Started in 1999, ROAD has been offered at Shawnee Mission school district’s Title I schools — those schools that receive federal funding based on a high number of low-income students — since the 2007-08 school year, Martin said.

“For me, it’s a huge passion,” said Shawanoe Principal Alejandro Schlagel, who gets the opportunity to see first-hand the impact ROAD has on his students. “It’s not about the good dancer, it’s about the struggling student who might not understand it academically, but through movement and cooperation can excel."

Dancing is clearly the main focus, however, for some of the students in ROAD, who may already be picturing themselves performing professionally in “Swan Lake” or “Giselle” to packed houses. For some of those students interested in taking their ROAD training a step further, the KC Ballet offers a unique opportunity: full scholarships for a year-long ROAD extension class onsite at the company’s Todd Bolender Center for Dance and Creativity in Kansas City, Mo. The class, held once a week, offers more formal instruction in ballet in an actual dance studio setting. The capper: At the end of the school year, the students get to take part in the Kansas City Ballet School’s year-end spring performance at the Kauffman Center for the Performing Arts in Kansas City, Mo.

Three of those students will be from Shawanoe Elementary.

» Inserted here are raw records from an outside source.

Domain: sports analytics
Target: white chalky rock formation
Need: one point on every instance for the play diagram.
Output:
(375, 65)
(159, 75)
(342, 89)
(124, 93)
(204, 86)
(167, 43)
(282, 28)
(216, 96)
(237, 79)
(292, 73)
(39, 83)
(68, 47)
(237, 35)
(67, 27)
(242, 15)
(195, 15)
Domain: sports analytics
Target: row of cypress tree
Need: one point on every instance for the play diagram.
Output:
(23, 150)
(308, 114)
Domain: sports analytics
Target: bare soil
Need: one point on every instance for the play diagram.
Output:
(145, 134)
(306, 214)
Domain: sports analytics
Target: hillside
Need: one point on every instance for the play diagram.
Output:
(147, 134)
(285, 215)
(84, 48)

Fifth-graders Jaedis Horton, Jaiseanna Brown and Megan Campbell all auditioned and received scholarships for the extension class.

“I’m a better leaper now, ‘cause she taught me how to leap,” said Megan of what she is liking about the extension class, taught by Nadia Iozzo, a former dancer with the KC Ballet who is now a teacher with the KC Ballet School.

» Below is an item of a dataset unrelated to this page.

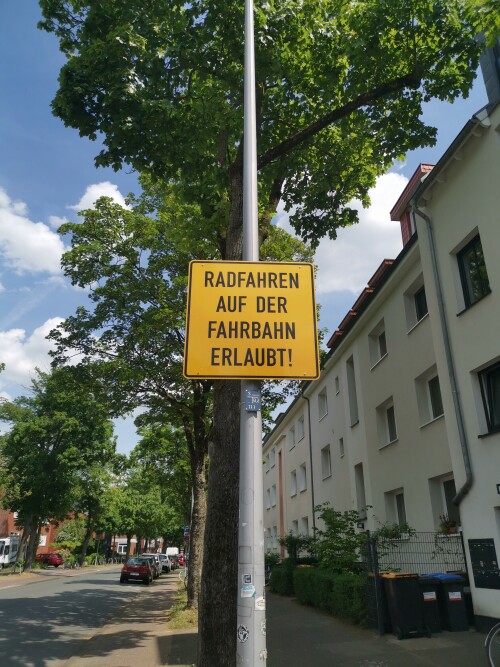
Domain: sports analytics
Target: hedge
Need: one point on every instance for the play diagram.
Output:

Iozzo said there are 19 students in her ROAD class this year.

"I guess more than anything you really feel like you're making a difference for these students, because not all of them would necessarily have an opportunity to participate in a class like that elsewhere," she said. "So it's a really special opportunity for them."

Jaedis, who has been taking dance classes since she was 3, said she enjoyed the ROAD class last school year and wanted to continue with it “because I (wanted) to do something different than my regular dance.”

Her mom is pretty proud of her, too, Jaedis said.

“Because she sees me doing it and working hard,” she said.

Both Jaedis and Megan said they wanted to be professional dancers one day, and Martin said the extension class was a solid step in the right direction, serving as a transition into more advanced classes with the KC Ballet School should the students and their parents choose to pursue that. It also helps to prepare them mentally for "the whole process of learning the commitment of studying dance," she said.

That lifelong commitment is something Iozzo can attest to.

"Being a dancer requires a lot of hard work, commitment and sacrifice, but it is all worth it when you step onto that stage," she said.